DVOŘÁK Symphony No 7 LUDWIG Violin Concerto (Bella Hristova)

Record and Artist Details

Genre:

Orchestral

Label: Buffalo Philharmonic Orchestra

Media Format: CD or Download

Media Runtime: 58

Mastering:

DDD

Echoes of Eastern Europe

Tracks:

Composition Artist Credit
Symphony No. 7 Antonín Dvořák, Composer
Buffalo Philharmonic Orchestra
JoAnn Falletta, Conductor
Violin Concerto David Ludwig, Composer
Bella Hristova, Violin
Buffalo Philharmonic Orchestra
JoAnn Falletta, Conductor

Though there’s much ingratiating listening here, the Buffalo Philharmonic’s self-produced disc is most important as a calling card to show what kind of music-making is happening at its Kleinhans Music Hall home base. Acoustics are resonant, new music is afoot and the playing is not just solid but highly engaged under JoAnn Falletta, music director since 1999. How the Dvořák performance rates with the best out there and whether David Ludwig’s Violin Concerto is a major addition to the repertoire isn’t the point. Based on this disc, listeners in the City of No Illusions (Buffalo’s nickname in times of economic distress) have it quite good.

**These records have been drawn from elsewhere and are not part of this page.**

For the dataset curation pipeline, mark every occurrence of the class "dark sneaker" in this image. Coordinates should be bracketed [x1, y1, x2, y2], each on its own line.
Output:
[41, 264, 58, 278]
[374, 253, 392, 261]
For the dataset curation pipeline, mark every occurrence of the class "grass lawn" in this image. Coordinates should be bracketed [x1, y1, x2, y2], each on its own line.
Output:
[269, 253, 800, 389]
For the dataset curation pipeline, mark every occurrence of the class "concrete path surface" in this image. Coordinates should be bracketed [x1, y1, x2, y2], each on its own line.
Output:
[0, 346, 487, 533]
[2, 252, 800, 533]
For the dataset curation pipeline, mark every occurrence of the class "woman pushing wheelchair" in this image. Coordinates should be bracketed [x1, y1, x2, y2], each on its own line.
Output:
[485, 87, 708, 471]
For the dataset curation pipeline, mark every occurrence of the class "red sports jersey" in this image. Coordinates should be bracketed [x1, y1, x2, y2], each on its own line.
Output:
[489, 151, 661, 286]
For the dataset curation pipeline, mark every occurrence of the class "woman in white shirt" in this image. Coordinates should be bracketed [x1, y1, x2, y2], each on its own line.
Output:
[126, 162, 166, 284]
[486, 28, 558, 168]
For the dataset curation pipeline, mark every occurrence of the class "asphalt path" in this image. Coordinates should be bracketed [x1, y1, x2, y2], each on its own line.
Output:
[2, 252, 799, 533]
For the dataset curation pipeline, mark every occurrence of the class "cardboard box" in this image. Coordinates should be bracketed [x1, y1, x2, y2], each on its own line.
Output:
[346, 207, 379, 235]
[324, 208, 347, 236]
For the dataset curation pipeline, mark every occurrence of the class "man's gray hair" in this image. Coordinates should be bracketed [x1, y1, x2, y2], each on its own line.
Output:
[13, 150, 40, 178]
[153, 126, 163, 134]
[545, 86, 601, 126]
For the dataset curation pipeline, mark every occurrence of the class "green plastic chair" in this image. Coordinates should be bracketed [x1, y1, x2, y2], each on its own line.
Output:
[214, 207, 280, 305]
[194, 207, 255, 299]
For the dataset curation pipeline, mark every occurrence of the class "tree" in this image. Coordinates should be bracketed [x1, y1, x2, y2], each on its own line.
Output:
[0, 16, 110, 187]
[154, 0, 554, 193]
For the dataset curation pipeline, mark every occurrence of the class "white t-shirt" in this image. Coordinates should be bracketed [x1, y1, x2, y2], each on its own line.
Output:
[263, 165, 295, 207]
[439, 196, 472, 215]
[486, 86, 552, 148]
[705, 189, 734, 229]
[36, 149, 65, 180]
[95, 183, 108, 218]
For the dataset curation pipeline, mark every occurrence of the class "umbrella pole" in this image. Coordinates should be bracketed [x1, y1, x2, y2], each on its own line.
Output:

Other conductors have given Dvořák more bite but Falletta makes no apologies for the composer’s mellifluousness in an approach that’s marvellously lyrical in its phrase-shaping, enlisting all symphonic elements in support but never undercutting the triple-metre rhythm of the first movement. Brass and woodwinds play in Philadelphia Orchestra manner – substantial and present but more about force in reserve than aggression. If anything, the sound envelope seems too airbrushed. Details are there and the acoustic flatters the highly cultivated string tone but the ambience is too much of a good thing, making the performance seem distant when immediacy is more in order.

The Ludwig Concerto is programmatic, inspired (the composer writes) ‘by an imagined sequence of an ancient Slavonic wedding ceremony’ and quotes music by Yuri Chichov, father of the Bulgarian violin soloist Bella Hristova, who happens to be the composer’s wife. Ludwig himself has Eastern European roots, his grandfather being Rudolf Serkin, who was born in what was then Bohemia.

I want to like the concerto more than I do. Though the past century has seen great concertos written by Béla Bartók and André Previn for their spouses, this one seems unduly safe. After some imposing, brass-dominated blocks of chords (it’s hard to say what they have to do with the wedding scenario), the concerto has a series of well-chosen melodies with haunting Slavic inflections that are used with considerable expressive impact in the slow movement. But secondary and transitional motifs seem like structural placeholders or, at worst, generic concerto gestures. Cadenzas are generously frequent, expansive and virtuosic, plus a third movement – similar to that of Barber’s Violin Concerto – full of more pyrotechnics and fun motivic interplay between soloist and orchestra. Hristova plays with great relish and complete commitment. Falletta is equally committed in her role as an accompanist. But I don’t anticipate revisiting this concerto often.